Regarding "Taking the battle to the terrorists" (June 7): The assumption by the Bush administration that modern technology and weaponry make preemptive strikes an option must be examined carefully. What will become of the international laws that have developed over many years? If we certify preemptive strikes, will Franklin D. Roosevelt's phrase, "a date which will live in infamy" be regarded as outmoded rhetoric?
When Japan struck at Pearl Harbor, and when Israel preemptively attacked Iraq's incipient nuclear plant with impunity, did they signal to the international community that suspicion, real or imagined, validates a first strike without warning? Are we to behave like the terrorists we condemn? Do we aid the erosion of diplomacy on the grounds that terrorists are without borders, without sovereignty, and therefore are legitimate first-strike targets? Certainly this is not the path we want to take.
Regarding "For real India-Pakistan dialogue" (June 10, Opinion): Robert M. Hathaway and Dennis Krux discuss holding talks between India and Pakistan to handle the nuclear threat hanging over Kashmir. I believe there may be a quicker way.
The price of war all too often remains unconsidered. But there are simple questions we should be asking both India and Pakistan to consider. Who will pay for the rebuilding of their cities and infrastructure if these countries ignore warnings and engage in nuclear war?

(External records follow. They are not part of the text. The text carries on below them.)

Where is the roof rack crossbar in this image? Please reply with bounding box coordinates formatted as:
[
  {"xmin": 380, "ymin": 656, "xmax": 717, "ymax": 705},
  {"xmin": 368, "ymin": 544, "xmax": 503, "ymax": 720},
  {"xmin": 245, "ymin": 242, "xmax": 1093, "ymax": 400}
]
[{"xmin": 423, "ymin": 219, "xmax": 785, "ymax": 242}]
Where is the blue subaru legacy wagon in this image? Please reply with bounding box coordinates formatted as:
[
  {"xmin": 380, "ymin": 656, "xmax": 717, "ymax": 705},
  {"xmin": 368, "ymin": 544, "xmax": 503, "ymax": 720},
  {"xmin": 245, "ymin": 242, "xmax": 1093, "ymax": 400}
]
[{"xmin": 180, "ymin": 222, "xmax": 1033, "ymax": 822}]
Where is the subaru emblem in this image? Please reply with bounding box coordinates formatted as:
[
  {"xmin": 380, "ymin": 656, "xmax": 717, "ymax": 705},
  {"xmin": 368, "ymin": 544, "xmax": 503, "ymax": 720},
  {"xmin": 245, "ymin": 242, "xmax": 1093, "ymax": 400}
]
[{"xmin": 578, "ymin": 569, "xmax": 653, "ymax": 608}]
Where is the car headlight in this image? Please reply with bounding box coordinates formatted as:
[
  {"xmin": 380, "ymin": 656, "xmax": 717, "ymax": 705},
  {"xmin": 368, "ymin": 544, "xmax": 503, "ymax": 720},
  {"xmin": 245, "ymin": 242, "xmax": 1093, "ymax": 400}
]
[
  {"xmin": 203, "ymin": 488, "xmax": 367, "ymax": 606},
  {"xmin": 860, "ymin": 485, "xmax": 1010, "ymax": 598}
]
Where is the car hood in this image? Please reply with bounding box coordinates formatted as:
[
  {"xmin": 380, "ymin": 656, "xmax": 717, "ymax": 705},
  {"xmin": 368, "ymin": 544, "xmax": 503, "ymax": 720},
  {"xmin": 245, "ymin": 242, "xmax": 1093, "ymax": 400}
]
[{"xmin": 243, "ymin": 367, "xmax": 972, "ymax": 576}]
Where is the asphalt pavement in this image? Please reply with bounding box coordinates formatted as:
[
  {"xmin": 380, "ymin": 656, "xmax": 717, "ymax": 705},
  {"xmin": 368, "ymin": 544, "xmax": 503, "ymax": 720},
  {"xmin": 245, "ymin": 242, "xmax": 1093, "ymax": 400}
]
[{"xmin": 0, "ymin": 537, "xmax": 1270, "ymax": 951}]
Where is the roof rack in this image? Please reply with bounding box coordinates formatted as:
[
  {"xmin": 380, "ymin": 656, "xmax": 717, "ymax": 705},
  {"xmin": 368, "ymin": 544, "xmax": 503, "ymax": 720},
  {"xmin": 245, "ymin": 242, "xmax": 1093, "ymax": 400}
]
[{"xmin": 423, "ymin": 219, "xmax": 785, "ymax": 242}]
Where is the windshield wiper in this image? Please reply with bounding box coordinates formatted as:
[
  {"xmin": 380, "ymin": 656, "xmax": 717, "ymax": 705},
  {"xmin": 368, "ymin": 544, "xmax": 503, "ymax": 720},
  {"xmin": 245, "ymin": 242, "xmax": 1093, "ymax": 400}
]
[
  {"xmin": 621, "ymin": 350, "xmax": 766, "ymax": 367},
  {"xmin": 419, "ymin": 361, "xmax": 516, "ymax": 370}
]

Who will pay the horrendous costs of caring for the wounded and feeding the armies of hungry, homeless, displaced civilians, and orphaned children?

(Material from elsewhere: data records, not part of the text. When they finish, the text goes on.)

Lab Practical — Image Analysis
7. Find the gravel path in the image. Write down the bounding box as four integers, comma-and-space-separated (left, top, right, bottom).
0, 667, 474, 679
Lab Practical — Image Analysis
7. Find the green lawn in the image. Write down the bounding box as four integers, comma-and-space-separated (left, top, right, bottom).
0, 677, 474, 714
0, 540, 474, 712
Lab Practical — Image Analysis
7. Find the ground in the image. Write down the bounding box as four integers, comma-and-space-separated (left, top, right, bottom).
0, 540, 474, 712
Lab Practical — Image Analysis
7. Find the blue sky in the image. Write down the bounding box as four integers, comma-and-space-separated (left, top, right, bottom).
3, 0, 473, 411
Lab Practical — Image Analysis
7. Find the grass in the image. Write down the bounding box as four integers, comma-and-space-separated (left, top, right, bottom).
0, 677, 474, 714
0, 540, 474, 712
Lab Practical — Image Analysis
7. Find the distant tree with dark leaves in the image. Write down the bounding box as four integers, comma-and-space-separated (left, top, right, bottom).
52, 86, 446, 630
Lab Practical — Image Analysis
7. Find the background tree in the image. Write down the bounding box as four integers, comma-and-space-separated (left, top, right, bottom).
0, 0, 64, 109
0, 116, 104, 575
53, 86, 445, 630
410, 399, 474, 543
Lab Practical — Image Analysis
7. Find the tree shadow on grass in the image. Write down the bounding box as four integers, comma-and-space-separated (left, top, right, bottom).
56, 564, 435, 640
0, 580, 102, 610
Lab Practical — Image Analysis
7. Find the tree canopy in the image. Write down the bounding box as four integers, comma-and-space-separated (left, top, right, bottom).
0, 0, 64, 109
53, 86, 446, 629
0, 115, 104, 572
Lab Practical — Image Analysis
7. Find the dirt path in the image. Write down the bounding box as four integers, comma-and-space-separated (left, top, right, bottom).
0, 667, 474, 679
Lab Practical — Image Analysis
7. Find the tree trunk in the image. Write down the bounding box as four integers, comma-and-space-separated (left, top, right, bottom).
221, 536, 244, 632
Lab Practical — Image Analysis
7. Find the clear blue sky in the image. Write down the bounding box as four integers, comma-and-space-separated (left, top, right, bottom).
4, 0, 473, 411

We should warn both India and Pakistan that they will be on their own if they fail to heed the warnings of the world community and choose to inflict untold death and suffering on their people.
Anthony G. Gumbs
Glendale Heights, Ill.
Regarding "Videogames have special effect on adults" (June 10): My friends and I have had the videogame debate before, in which I express my concern that they spend too much time "gaming" and they claim it to be far better than passive television watching. Perhaps, but an activity being better than cable TV isn't really saying all that much.
My friends claim that gaming is a relaxing, harmless recreation and that people have played games for eons. True, but these games involved face-to-face interaction, social skills, and physical activity. And they didn't have the violent content so popular in videogames today.
Your article states that two hours of gaming per day equals one full month a year sitting at a console. That is way too much! What could possibly be learned that is of lasting value by gaming? Learn to play an instrument, take a bike ride, be a community volunteer. Real life is far richer than a box full of electronic fantasies.
Regarding "So, Americans can play soccer" (June 6): This article overlooked the success of the US women's soccer program. It began, "Note to the United States: Your national soccer team has finally arrived." What do you mean "arrived"? The women's team won the World Cup in 1999 and brought home the silver from the 2000 Olympics. But the US women's soccer team wasn't mentioned in any context. When they won the World Cup, I remember cover articles claiming that a new era not only in women's sports but in all sports was dawning. Now all that seems to have been forgotten.